Genauso kenne ich das auch noch, damals war alles viel freundlicher und wir sind bis Ärö gefahren. Mein faciet ist, es dreht sich alles nur noch um die liebe Kohle und nicht zur Zufriedenheit des Anglers. Bin auch gespannt wann Schunta den Kahn abstößt.


----------



## pennfanatic (1. Juli 2016)

*AW: Angeln mit der Antje D*

Ja war prima damals.
Und der Bootsmann und smutje mike , rip, war immer gut drauf.
War mehrmals auf der Antje d.  Unterkunft und Angel Tour aus einer Hand.

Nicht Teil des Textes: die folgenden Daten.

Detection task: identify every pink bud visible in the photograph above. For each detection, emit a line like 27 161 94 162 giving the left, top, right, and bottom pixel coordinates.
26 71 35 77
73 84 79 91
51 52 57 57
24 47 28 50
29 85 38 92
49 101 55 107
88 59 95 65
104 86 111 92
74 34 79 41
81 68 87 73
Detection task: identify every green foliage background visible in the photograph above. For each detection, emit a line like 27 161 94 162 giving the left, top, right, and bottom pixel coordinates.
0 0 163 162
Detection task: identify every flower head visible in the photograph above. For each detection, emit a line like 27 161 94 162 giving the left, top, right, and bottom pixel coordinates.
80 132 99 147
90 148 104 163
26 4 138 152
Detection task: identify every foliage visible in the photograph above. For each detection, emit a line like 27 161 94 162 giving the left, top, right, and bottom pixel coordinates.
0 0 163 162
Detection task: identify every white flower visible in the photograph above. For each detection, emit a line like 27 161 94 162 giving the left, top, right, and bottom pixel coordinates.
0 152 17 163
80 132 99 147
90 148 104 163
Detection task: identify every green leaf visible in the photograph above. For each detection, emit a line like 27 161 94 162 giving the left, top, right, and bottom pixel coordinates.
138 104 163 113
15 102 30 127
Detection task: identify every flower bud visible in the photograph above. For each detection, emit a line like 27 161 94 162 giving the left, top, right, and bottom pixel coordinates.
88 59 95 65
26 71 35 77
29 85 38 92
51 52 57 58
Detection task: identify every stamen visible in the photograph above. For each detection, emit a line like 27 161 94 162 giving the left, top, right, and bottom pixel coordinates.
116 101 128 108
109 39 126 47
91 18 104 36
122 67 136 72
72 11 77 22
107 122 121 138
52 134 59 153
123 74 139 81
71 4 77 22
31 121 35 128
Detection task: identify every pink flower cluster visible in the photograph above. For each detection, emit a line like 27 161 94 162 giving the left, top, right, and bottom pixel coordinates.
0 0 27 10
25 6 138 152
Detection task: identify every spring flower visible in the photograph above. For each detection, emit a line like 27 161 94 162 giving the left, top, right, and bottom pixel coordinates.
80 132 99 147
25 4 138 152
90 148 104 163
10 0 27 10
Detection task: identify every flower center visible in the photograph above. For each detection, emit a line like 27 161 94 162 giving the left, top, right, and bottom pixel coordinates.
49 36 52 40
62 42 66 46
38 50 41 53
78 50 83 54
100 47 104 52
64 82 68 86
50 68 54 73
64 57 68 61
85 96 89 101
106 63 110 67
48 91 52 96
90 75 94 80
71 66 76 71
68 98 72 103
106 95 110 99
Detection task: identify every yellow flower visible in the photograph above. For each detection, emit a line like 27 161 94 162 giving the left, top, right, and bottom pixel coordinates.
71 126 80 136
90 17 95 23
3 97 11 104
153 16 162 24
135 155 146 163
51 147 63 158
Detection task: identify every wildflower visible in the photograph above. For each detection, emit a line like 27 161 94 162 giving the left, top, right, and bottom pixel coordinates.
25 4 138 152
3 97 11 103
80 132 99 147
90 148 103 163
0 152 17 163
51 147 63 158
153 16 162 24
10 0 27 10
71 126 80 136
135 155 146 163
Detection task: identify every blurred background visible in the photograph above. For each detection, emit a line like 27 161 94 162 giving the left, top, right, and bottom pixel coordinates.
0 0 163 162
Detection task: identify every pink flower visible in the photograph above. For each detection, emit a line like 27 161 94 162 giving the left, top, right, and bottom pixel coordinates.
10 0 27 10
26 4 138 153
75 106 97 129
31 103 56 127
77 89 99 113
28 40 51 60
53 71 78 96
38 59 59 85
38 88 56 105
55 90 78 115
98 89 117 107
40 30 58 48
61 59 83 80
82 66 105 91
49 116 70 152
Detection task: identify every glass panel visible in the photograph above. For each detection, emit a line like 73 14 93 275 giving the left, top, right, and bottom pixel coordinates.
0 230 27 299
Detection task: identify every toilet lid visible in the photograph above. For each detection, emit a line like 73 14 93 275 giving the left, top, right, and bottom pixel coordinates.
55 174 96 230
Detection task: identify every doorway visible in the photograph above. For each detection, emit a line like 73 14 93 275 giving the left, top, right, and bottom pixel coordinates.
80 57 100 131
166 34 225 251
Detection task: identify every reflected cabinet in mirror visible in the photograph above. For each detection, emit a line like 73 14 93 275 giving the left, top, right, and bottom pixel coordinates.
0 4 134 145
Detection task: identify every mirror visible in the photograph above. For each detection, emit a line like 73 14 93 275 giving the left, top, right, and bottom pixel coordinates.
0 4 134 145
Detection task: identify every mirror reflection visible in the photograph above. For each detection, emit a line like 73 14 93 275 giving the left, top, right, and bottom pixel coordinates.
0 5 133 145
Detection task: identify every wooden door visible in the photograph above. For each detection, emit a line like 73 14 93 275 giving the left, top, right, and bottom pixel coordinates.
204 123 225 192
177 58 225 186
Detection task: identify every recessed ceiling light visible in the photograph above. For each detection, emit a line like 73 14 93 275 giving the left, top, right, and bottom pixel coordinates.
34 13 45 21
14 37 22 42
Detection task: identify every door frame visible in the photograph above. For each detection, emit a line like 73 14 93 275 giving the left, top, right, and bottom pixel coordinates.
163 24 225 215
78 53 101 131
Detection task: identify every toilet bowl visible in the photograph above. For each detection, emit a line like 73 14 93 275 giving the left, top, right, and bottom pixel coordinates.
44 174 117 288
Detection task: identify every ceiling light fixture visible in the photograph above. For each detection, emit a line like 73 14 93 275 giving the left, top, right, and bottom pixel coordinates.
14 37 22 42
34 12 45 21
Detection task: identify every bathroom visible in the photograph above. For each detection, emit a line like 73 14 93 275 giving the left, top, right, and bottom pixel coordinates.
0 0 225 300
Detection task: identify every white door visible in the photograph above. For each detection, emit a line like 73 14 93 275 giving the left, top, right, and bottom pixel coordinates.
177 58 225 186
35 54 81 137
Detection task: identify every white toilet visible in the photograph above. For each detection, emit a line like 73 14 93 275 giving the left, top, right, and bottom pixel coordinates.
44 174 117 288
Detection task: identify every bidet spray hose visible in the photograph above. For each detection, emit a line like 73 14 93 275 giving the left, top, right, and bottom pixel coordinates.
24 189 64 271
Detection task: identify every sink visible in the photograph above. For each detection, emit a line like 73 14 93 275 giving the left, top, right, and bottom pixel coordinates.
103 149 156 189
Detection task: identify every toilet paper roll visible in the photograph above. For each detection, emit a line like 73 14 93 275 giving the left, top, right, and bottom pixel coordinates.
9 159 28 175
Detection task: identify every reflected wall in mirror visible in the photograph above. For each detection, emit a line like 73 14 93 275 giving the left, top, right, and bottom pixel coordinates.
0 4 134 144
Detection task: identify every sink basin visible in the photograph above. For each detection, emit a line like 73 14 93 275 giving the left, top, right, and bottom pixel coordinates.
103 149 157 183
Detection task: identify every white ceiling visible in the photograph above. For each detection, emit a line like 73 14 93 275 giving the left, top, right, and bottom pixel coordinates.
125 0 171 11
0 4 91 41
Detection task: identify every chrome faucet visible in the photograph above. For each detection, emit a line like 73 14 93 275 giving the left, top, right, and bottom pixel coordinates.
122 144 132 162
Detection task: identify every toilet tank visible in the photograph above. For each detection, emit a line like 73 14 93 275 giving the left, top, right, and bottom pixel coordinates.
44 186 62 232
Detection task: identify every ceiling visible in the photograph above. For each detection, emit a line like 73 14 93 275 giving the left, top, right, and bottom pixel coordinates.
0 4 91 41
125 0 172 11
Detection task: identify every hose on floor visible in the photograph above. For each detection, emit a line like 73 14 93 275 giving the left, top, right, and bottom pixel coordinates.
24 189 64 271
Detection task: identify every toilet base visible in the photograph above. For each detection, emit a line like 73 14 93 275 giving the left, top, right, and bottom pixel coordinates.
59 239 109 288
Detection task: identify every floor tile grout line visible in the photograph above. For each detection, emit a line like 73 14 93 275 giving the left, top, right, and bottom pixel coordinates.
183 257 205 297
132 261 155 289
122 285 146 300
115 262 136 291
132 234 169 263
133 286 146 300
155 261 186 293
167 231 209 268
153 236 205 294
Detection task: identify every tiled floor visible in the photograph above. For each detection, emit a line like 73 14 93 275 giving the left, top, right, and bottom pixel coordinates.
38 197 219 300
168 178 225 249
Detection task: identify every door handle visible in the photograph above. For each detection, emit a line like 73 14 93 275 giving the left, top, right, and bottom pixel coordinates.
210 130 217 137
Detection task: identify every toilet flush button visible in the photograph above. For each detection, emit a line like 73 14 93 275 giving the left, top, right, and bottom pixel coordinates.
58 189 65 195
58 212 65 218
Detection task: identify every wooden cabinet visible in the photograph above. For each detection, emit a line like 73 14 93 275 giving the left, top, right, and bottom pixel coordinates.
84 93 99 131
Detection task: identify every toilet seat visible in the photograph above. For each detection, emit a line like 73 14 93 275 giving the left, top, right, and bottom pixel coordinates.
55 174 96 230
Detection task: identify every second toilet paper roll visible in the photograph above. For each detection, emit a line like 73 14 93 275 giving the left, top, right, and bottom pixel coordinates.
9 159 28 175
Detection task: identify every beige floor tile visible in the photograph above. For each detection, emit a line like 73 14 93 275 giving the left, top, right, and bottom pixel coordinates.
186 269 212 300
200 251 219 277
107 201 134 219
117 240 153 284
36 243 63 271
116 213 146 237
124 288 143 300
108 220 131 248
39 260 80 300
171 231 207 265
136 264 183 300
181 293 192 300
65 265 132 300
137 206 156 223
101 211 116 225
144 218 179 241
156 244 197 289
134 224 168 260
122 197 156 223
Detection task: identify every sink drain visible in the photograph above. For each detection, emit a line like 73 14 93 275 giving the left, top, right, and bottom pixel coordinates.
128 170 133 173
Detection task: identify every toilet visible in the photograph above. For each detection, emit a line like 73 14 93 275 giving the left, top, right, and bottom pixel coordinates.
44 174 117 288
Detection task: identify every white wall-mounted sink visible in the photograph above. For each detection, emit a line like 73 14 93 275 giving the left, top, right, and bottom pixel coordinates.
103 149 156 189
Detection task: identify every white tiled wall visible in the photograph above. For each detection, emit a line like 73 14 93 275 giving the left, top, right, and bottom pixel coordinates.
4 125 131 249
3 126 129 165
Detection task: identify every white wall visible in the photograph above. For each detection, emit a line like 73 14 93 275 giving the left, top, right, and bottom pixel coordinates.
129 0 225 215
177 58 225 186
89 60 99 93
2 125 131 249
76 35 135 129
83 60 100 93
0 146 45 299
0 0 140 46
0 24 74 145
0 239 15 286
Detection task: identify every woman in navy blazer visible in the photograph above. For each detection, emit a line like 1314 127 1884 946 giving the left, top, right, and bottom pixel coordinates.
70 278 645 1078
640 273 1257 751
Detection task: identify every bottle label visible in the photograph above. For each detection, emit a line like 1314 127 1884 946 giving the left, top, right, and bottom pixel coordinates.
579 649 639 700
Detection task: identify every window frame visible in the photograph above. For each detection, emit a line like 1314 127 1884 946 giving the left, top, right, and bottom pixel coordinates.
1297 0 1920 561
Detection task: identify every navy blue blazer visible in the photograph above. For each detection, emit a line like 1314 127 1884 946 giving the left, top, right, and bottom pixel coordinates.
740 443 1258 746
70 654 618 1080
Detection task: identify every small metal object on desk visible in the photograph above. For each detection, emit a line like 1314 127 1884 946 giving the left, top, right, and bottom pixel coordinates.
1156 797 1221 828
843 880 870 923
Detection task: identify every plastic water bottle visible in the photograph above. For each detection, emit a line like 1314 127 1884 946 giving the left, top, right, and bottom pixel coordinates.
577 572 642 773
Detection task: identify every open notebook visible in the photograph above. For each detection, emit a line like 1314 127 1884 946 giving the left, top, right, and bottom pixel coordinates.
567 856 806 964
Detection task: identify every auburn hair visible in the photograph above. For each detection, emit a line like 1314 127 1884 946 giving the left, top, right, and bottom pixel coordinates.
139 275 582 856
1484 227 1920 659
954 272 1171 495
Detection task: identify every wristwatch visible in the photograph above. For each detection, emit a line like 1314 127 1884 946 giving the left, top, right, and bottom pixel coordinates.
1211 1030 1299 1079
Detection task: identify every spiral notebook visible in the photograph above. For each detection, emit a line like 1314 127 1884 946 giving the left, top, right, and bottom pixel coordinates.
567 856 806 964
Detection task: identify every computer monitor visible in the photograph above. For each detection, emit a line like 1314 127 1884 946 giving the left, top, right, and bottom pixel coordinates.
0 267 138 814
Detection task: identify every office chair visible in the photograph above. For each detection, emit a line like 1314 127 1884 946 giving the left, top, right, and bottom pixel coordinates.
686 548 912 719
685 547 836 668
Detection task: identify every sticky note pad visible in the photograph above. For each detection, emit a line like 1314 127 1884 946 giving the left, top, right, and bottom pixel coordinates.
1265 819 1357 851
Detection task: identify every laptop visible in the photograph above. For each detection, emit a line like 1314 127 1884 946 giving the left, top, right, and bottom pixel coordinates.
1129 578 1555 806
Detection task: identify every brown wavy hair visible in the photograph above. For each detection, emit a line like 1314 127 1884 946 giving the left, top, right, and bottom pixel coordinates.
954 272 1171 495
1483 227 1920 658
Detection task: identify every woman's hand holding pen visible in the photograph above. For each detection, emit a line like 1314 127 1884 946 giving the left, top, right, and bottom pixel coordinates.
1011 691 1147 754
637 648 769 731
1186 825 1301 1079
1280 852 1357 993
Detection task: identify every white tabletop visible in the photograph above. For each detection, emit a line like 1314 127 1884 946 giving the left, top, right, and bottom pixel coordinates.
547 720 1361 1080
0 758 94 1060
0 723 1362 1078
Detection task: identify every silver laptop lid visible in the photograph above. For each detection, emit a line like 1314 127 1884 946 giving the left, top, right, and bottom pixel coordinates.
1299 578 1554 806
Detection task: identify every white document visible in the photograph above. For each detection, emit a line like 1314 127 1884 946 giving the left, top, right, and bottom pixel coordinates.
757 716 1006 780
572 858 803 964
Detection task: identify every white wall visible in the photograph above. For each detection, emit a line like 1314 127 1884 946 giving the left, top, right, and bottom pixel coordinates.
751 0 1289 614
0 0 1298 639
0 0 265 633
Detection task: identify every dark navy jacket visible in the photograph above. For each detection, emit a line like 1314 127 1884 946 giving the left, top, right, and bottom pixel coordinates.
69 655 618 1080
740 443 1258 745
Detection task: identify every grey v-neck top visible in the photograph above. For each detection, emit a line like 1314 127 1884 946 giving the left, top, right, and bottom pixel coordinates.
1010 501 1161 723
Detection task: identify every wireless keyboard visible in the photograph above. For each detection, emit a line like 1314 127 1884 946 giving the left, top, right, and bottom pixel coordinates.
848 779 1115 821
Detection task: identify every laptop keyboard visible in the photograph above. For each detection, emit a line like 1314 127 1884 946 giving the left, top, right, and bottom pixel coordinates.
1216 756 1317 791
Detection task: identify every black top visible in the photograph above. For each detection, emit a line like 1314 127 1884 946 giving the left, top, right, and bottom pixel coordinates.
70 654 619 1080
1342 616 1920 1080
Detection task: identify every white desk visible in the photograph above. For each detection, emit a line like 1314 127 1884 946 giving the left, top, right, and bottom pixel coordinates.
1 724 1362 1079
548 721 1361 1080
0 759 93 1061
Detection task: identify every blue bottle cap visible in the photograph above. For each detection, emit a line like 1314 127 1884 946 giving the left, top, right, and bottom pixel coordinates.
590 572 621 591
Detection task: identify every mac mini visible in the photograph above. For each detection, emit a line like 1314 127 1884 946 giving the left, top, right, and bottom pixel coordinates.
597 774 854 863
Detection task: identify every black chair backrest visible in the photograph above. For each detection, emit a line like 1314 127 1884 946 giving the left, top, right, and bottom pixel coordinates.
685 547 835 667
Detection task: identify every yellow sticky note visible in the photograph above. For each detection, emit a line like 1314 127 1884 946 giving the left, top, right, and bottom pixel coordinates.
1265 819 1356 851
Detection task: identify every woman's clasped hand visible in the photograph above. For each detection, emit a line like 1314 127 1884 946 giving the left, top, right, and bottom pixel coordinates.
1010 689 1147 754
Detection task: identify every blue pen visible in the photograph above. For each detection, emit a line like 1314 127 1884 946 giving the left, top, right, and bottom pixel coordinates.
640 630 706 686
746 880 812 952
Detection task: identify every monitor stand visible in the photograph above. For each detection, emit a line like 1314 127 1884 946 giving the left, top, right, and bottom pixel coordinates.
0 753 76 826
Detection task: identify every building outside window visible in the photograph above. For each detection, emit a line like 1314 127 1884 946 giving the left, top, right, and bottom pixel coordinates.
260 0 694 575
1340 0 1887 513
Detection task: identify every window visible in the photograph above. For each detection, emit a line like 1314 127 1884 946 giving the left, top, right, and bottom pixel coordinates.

Und nur bei Sturm oder absolutem mistwetter blieb der Kahn im Hafen! #h


----------



## GraFrede (2. Juli 2016)

*AW: Angeln mit der Antje D*

Ich notiere hier mal einige Fakten:
Der Angelkutter ist schon länger nicht mehr im Besitz von Restaurant Schunta;

Der Kutter Kapitän fährt deshalb nicht mehr vor Dänemark angeln, da 100% Angler auch 100% gültige dänische Angelscheine an Bord haben müssten. Die Fahrt nach Dänemark entscheidet sich meist erst am Tag vor oder am Abfahrtstag; aus Gründen von Wind und Co.KG; Pauschalgültige dänische Angelscheine (gültig für ein Jahr für z.B. 40 Angler) gibt es nicht, und werden auch nicht ausgestellt seitens der dänischen Tourismuszenztrale. Sie werden nur personifiziert ausgestellt. Alles andere wäre Schwarzfischerei und wird in Dänemark bei einer Kontrolle noch strenger bestraft, als in Deutschland. Es ist das Patent des Kaptäns, welches auf dem Spiel steht. Alles andere, was vor bis zu 20 Jahren betrieben wurde ist Vergangenheit und Nostalgiebewältigung;


An der Freundlichkeit und dem Service der Besatzung muss seitens des neuen Eigentümers/ern sicherlich gearbeitet werden;

Und jetzt kommt es: Wäre der Dorschbestand wieder so, wie er in den letzten Jahren war, würde dieser Thread hier und jetzt nicht existieren.
Dorsche wachsen halt nicht wie Pilze aus dem Boden;   
Was glaubt Ihr, was morgen in der "Kild" stehen würde, wenn es in Deutschland heute  plötzlich kein Brot, keine Butter und keine Eier mehr geben würde;


----------



## GraFrede (2. Juli 2016)

*AW: Angeln mit der Antje D*



Goswyn schrieb:


> Ich weiss nicht,ob ich OT bin,möchte Euch jedoch von meinen Erfahrungen mit Antje D. in diesem Jahr berichten.Ende April Ausfahrt gebucht.Am Vorabend kam der Anruf "Fahrt fällt aus wegen Starkwind".Der Seewetterbericht beim Hafenmeister in Maasholm sagte 4bft.voraus...
> Im Juni weitere Ausfahrt gebucht.Am Vorabend Anruf:Fahrt fällt aus wegen zu wenig Teilnehmern.Daraufhin für nächsten Tag gebucht.Um 4.30 Uhr auf dem Schiff gewesen mit ca. 10 anderen Anglern.Um ca. 7.00 kam der Eigner und verkündete:Fahrt fällt aus wegen Starkwind.Seewettervorhersage:3-4 bft.Keine Schaumkrone kräuselte die Schlei...Vermutlich waren  ihm aber wieder zu wenig Angler auf dem Schiff.
> Dazu passt die Aussage,dass der Skipper um Diesel zu sparen nur bis knapp hinter Schleimünde fährt.Ich werde mich jedenfalls nicht mehr von diesem Eigner verärmeln lassen und,wie andere auch,mehrere hundert Kilometer Fahrt auf mich nehmen.Nur am Rande sei gesagt,dass der Umgangston der Crew beim Gaffen alles andere als das ist,was ich mit über 30 Jahren Kuttererfahrung auf anderen Schiffen erlebt habe.Schade,aber ich glaube nicht,dass es die Antje D. unter diesen Bedingungen noch lange als Angelkutter geben wird.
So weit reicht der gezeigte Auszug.